On Sunday, Lemire watched as more than a dozen volunteers built a ramp and deck that would allow her disabled daughter, Cayla, 21, to get into a new addition specially constructed for her.
"This has been incredible, to have all these people here," Lemire said.
"They are great people."
This is the second year of The Big Fix, a one-day event in which Hyannis-based Housing Assistance Corp. organizes volunteers to focus on projects in one town that help disabled and senior citizens with home repairs that improve their quality of life.
Last year, HAC focused on Barnstable. This year, the nonprofit agency, which assists Cape residents in finding and staying in healthy, safe and stable homes, decided to concentrate their efforts in Sandwich.

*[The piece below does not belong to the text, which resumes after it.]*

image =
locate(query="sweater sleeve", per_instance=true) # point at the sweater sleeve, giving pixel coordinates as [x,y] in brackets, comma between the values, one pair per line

Having The Big Fix happen on Sept. 11, which had been designated a National Day of Service and Remembrance, helped bolster the memory that the decade-old tragedy was also a day when Americans came together to help one another, as individuals and as a nation.
Earlier this summer, HAC staffers were discussing what projects to do this year when Julie Wake, director of marketing, received a phone call from Cayla's grandmother. The contractor who had been building an addition onto the Lemire house had walked away from the job. That plea was followed by a letter from Cayla, a second-year student at Northeastern University, taking courses online.
"It was a very honest, beautiful letter," Wake recalled. "I forwarded it to the rest of the team. We decided in the next couple of hours we would make it happen."
Cayla was born with a form of muscular dystrophy that requires her to be in a motorized wheelchair all day. But she also has a ready smile, an easy, patient disposition and alert mind.
Despite suffering a setback three years ago that had her hospitalized for 100 days at Massachusetts General Hospital and resulted in her having to breathe through a surgically implanted hole in her neck, she remained undaunted. Cayla graduated from Sandwich High School and aspires to a degree in psychology with hopes to work in that field or in social work.
Sunday, her hopes were concentrated on seeing her new addition, built with a special federal loan program, for the first time. Although the contractor left it unfinished, it's easy to visualize her sitting room, bedroom and a specially constructed bathroom she can access with her motorized wheelchair instead of being carried in.
"There are a lot of us in the profession who like to give back," said Neal Pratt, a custom builder who does a lot of volunteer work for HAC. Private contractors, AmeriCorps volunteers and HAC staffers swarmed over the ramp and yard, pouring concrete, cutting posts, screwing down decking. By early afternoon, they had the ramp nearly built.
Wake said the response from the building community was fantastic, with national companies chipping in; Home Depot gave them a $3,000 grant for materials. Town officials in Sandwich and Bourne also helped smooth the way, with expedited permitting and special access to disposal areas for construction waste.
"Meeting Cayla made it much more personal, knowing she will be able to get into her (addition)," said Rich Bryant, a senior project manager for Cape Associates Inc. of Eastham.